9.8 Incorporation of Certain Information by Reference
We are allowed to "incorporate by reference" the information we file with the Israel Securities Authority ("ISA") on the Magna system, which means that we can disclose important information to you by referring to those documents. Information incorporated by reference is considered to be part of this shelf offering report. We incorporate by reference the documents listed below:
| (A) | Our Annual Report on Form 20-F for the fiscal year ended December 31, 2011 filed with the ISA on the Magna system on April 30, 2012. |
| (B) | Our reports on Form 6-K filed with the ISA on the Magna system on May 7, 2012 (regarding Shai Beilis resignation), May 10, 2012 (regarding the NASDAQ notification letter), May 14, 2012 (regarding a new OEM agreement), June 3, 2012 (regarding Q1 2012 financial results), June 4, 2012 (regarding the first payment under the OEM agreement), June 6, 2012 (regarding an additional distribution agreement in the U.S.), June 11, 2012 (regarding the agreement with a financial advisor), and June 19, 2012 (regarding the negotiations regarding a potential acquisition transaction). |
As you read the above documents, you may find inconsistencies in information from one document to another. If you find inconsistencies between the documents and this shelf offering report, you should rely on the statements made in the most recent document. All information appearing in this shelf offering report is qualified in its entirety by the information and financial statements, including the notes thereto, contained in the documents incorporated by reference herein.

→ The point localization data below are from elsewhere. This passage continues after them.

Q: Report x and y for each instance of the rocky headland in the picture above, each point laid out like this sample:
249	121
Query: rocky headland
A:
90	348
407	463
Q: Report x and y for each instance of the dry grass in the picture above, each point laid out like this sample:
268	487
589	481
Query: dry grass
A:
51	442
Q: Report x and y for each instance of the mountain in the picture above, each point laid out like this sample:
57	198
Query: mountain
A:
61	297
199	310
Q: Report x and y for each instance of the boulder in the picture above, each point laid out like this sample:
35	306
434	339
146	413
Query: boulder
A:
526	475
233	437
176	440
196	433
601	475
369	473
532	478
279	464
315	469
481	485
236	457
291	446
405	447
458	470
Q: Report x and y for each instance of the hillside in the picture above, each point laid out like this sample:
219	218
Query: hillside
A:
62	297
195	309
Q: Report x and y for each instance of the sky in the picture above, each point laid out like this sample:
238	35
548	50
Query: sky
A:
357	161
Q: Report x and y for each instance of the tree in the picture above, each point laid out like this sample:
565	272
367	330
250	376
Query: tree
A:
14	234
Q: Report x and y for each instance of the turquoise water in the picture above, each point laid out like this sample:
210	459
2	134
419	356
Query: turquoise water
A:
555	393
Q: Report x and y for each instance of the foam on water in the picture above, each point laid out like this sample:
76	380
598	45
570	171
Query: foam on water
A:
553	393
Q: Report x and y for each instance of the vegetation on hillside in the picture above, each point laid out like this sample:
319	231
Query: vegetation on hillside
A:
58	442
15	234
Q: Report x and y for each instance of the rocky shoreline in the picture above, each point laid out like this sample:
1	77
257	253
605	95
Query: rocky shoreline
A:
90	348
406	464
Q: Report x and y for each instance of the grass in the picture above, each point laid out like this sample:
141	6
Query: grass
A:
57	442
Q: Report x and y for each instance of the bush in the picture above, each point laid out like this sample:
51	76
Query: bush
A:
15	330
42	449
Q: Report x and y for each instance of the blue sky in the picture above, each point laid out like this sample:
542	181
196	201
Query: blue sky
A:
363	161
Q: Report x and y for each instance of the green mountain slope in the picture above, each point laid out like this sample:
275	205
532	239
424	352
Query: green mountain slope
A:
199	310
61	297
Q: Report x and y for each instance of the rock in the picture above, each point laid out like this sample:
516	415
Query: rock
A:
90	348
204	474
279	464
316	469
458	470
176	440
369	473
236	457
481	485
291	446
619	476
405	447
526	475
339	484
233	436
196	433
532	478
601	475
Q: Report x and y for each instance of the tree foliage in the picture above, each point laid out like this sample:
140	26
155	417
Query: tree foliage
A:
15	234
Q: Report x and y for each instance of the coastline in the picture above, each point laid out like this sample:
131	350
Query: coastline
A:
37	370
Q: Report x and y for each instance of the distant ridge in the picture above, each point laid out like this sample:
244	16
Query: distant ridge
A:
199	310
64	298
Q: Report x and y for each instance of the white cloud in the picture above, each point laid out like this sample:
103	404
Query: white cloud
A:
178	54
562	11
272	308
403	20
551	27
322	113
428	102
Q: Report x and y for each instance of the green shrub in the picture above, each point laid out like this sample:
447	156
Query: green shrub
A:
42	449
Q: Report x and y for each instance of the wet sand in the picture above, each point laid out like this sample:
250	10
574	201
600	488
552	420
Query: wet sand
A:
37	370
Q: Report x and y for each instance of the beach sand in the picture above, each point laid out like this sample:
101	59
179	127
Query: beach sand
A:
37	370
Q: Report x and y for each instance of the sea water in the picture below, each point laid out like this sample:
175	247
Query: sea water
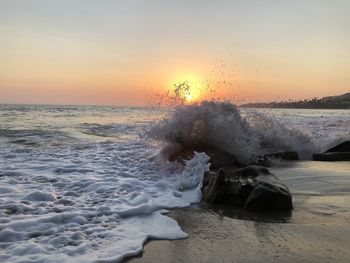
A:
91	183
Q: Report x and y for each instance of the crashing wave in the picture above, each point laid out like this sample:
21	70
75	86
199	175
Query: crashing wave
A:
221	125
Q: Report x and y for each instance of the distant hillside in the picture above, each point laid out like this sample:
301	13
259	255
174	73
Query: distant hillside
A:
333	102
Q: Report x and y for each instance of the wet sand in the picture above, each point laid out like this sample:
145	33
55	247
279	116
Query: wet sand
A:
317	230
218	234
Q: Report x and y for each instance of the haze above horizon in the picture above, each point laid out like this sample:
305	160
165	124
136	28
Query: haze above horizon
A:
125	52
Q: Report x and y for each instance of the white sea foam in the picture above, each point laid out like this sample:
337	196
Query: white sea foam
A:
245	134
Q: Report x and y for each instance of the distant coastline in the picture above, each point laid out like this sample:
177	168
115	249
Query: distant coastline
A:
332	102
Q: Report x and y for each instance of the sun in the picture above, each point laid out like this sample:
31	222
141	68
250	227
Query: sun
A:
188	97
189	88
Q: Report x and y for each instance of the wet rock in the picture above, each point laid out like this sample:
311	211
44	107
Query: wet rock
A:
340	152
288	156
251	188
332	156
342	147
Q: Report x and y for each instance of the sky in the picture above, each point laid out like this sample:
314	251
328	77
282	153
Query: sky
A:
128	52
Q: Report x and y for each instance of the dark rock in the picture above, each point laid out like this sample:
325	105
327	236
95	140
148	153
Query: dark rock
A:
250	188
331	156
288	156
342	147
340	152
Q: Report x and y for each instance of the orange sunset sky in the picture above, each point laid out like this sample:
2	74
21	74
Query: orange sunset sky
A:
124	52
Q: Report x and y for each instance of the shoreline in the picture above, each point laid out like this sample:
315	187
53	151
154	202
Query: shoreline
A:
214	236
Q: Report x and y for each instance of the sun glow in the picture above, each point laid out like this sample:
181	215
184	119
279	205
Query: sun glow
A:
189	88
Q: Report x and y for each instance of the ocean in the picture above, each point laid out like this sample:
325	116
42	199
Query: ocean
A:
92	183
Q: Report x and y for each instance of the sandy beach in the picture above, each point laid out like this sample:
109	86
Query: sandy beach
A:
216	236
317	230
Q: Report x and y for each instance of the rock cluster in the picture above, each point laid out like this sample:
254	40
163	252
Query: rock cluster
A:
340	152
251	188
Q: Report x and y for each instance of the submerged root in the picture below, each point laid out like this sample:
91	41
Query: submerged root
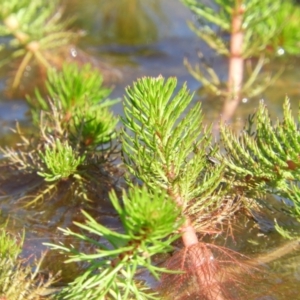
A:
208	272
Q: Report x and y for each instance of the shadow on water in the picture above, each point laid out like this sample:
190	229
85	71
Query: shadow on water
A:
141	38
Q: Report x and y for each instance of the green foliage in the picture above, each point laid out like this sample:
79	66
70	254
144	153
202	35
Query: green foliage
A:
265	34
60	160
264	158
93	126
34	27
75	88
79	117
166	150
18	281
148	220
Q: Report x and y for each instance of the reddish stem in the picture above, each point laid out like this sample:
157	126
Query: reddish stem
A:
236	62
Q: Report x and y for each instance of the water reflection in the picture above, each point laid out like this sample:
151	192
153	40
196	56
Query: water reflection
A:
120	21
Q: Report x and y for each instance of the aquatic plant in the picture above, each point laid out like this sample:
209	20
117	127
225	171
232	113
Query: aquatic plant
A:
18	280
166	147
75	133
33	29
60	161
256	30
264	158
149	222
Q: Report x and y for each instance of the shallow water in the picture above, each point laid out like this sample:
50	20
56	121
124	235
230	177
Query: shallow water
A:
154	43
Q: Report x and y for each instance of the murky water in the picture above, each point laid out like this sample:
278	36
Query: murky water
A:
150	39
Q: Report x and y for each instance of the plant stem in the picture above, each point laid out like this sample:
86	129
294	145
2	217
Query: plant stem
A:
198	256
236	62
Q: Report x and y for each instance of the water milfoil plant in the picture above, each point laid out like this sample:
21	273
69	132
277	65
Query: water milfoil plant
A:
75	133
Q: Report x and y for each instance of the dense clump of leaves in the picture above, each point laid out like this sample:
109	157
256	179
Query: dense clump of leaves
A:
260	28
149	221
60	161
18	281
32	34
75	133
264	157
165	146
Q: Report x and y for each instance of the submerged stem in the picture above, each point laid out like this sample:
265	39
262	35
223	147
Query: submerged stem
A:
236	62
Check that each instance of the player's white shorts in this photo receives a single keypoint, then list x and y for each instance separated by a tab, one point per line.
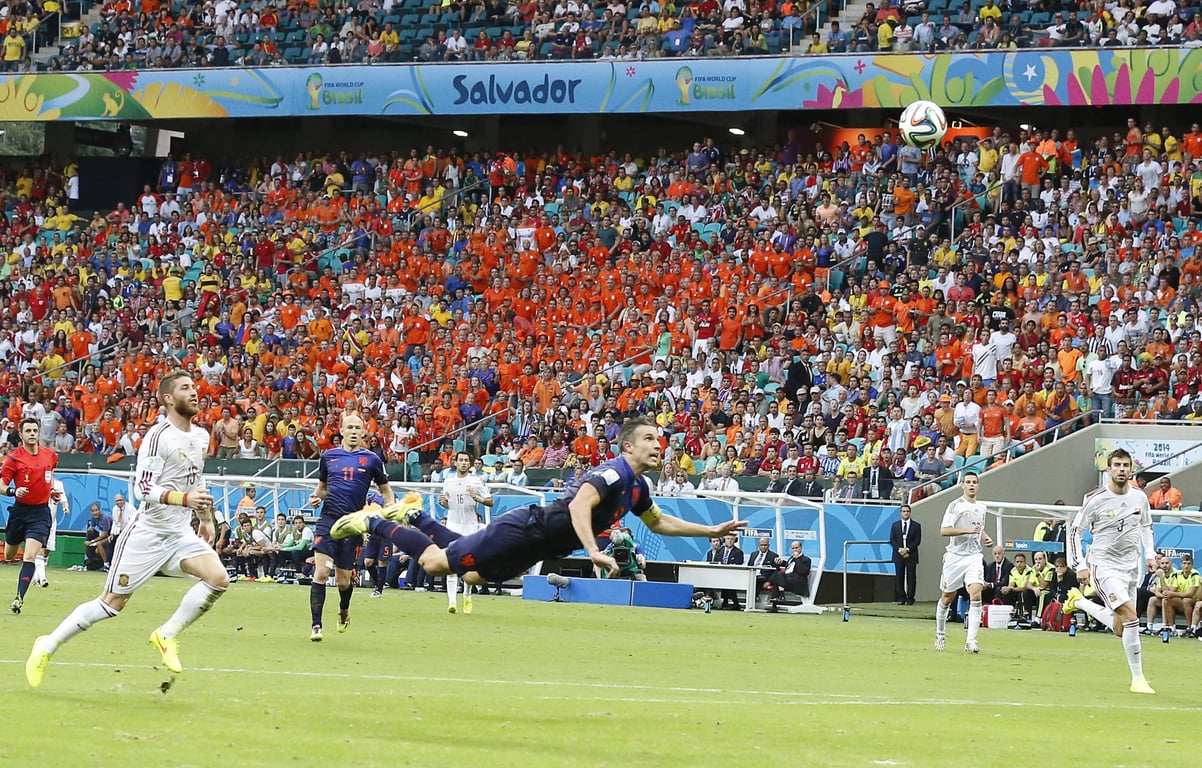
959	571
464	529
1114	585
143	552
54	533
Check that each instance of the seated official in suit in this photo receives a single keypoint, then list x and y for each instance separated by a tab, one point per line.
1023	588
997	575
765	559
792	577
731	554
876	482
808	486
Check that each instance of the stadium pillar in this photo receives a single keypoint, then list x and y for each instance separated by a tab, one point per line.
589	130
60	140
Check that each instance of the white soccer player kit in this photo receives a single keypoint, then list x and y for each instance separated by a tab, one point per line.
160	536
57	507
462	516
1123	542
963	560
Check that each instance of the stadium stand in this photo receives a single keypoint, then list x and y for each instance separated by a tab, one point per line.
156	35
517	305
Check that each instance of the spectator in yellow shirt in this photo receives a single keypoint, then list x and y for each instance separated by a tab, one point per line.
13	52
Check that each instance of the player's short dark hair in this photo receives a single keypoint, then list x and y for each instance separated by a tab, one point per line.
1117	453
168	382
626	432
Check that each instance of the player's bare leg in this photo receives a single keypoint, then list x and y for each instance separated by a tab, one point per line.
28	567
974	618
196	602
345	590
942	608
321	567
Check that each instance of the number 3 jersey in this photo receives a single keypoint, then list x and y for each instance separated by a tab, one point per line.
1122	529
168	459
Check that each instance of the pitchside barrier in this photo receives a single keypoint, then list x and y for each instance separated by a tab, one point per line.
780	517
1176	531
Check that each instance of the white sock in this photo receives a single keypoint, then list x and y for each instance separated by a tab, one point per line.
941	612
195	603
78	620
974	620
1132	648
1101	613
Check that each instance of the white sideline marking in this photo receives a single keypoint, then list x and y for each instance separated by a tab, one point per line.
798	697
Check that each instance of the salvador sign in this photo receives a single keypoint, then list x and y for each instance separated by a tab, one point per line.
1036	77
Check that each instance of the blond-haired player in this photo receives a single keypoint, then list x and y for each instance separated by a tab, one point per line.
170	483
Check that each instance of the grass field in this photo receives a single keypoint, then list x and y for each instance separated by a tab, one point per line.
543	684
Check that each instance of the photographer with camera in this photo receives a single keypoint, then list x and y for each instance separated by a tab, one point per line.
626	554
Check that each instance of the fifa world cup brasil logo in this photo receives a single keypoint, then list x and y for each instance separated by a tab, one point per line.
313	85
684	82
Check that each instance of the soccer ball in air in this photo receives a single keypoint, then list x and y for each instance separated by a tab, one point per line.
923	124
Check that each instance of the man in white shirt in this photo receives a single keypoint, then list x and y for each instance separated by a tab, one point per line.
967	418
1003	340
963	563
1119	518
1101	375
457	46
462	492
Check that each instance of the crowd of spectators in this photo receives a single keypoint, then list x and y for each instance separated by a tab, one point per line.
155	35
797	313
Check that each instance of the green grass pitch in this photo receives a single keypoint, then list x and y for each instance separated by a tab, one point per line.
554	684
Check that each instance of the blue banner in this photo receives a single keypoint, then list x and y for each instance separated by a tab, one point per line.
843	522
1000	78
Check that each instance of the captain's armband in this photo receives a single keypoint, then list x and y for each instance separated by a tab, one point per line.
650	515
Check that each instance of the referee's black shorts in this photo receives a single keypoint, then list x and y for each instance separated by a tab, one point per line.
28	522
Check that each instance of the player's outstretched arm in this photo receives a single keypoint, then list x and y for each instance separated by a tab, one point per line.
668	525
319	495
385	489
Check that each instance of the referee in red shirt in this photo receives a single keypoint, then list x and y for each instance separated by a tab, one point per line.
28	476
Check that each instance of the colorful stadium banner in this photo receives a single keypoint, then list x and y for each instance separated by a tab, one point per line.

You may obtain a copy of any or all of these filings at no cost, by writing or telephoning us at the following address: D. Medical Industries Ltd., 3 Hasadna St Tirat Carmel 39026, Israel, telephone: +972.73.2507100, Attn: Mr. Amir Loberman.
Our ordinary shares are listed on TASE. However, because our ordinary shares are also listed on The NASDAQ, we are exempt from certain of the reporting obligations specified in Chapter Six of the Israel Securities Law, 1968, that would otherwise be applicable to a company traded on TASE, provided that a copy of each report submitted in accordance with applicable United States law or NASDAQ rules is filed with the Israel Securities Authority, TASE and the Israeli Companies Registrar within the time specified under Israeli law.
9.9 Legal Matters
Certain legal matters with respect to this offering are being passed upon for us by Gross, Kleinhendler, Hodak, Halevy, Greenberg & Co.